Staff nurse Babu Washington Stanley was on duty the night Lukwiya contracted the disease. Half-crazed, a dying nurse started thrashing about, spraying blood and vomit. "Blood was pouring from his nose and eyes like tap water," says Stanley. "He started to become confused, fighting death tooth and nail. He started pulling out his tubes, trying to leave the ward, and we got scared - we thought he might become violent. So we called Dr Matthew."
In his haste, Lukwiya put on protective clothing, mask, cap, gown, apron and two pairs of gloves, but didn't bother with goggles. "There was a lot of tension and hurry to help this boy - he was one of our colleagues," says Stanley.

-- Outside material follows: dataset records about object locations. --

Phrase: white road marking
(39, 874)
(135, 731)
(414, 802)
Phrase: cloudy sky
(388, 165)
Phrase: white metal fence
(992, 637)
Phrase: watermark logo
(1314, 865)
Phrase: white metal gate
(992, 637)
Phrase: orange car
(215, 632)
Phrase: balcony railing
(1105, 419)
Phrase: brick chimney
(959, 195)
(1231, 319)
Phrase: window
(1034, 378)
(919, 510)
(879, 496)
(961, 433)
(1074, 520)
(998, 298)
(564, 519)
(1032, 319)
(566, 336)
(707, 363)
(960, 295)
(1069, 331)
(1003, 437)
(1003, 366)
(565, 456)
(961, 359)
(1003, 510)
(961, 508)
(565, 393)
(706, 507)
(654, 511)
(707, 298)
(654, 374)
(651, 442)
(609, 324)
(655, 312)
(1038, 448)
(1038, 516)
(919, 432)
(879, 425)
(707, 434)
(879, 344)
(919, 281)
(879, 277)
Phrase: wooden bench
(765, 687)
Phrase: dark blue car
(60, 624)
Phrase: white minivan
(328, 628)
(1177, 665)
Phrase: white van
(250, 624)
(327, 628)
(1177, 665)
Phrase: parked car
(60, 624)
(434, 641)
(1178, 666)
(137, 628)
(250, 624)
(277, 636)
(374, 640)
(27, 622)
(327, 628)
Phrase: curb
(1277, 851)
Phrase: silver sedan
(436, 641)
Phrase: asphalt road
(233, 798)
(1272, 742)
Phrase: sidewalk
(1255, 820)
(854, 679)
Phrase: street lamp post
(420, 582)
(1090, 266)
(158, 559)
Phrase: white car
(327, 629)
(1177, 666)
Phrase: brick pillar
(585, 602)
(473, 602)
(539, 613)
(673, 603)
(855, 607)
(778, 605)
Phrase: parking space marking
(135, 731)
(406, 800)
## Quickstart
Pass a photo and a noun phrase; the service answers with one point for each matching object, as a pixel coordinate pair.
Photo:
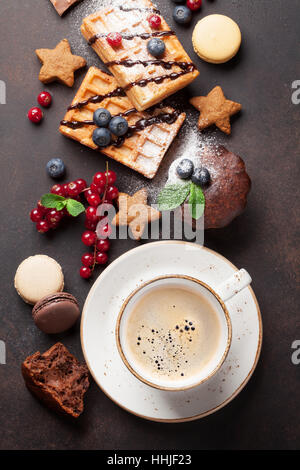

By the time the nurse died an hour later, not only Lukwiya, but also Stanley and another nurse - both of whom were fully dressed in protective clothing and one of whom had not even touched the patient - had been infected.
When Lukwiya started to get sick a week later - of malaria, it was first thought - the epidemic seemed to be burning out. Traditional funerals, where the body is communally washed and the virus runs riot, had been all but stopped; thousands of people at risk of infection were being monitored; admissions had slowed to a handful a day. And nearly 50 per cent of patients were recovering - compared with 10 per cent in previous outbreaks.
But even now, a month later, cases are still appearing. "You can't speak of the virus being under control because we can't stop people gathering," says MSF project co-ordinator Catherine Bachy. "Every case can be the start of an epidemic."
There are fears of a new wave of infections. Corrado thinks Lukwiya's death is symbolic of this insidious lingering: a terrible omen after the hospital's success against the first wave of infections. "Everybody wanted Matthew to survive not only for him, but as a proof that the disease can be defeated," he says. "We could have said: `We fought together and we won'. But this is not the case, unfortunately."
Because of the terrible risk of infection, Lukwiya had insisted his wife and children stay in Kampala. "Then they called to say he had a fever," says his widow. "He didn't want me to come, but he thought I should be told. So I went."
Dressed in full space-suited protection, Margaret Lukwiya saw her husband twice a day for two days. "They had not told me it was ebola but malaria, so, when I saw him, I broke down. I was wailing and crying," she says. "But he said: `If you cry, you'll start rubbing your face, which won't be safe. Cool down and stand firm. Just keep praying."'
Lukwiya was buried beneath leafy mango trees and bright bougainvillea in the grounds of Lacor. "His culture says you must be buried in your own place," says Corrado. "But he decided his own place was here."
A couple of miles from the grave, its blanket of wreaths still drying, lies an isolated patch of ground, half the size of a football pitch, slashed and burned from the bush. On approach, the termite mounds seem strangely regular. But of course they are not termite mounds.
Soil trickles off these recent graves, as the red earth bakes and crumbles. There are 160 of them, and to the side, a dozen more holes are being dug. Were it not for Matthew Lukwiya, there would be many more. And that would be enough for him, says his widow: "I don't think he would regret this. He knew the risk. He saw what was needed for his patients and he did it. That was him."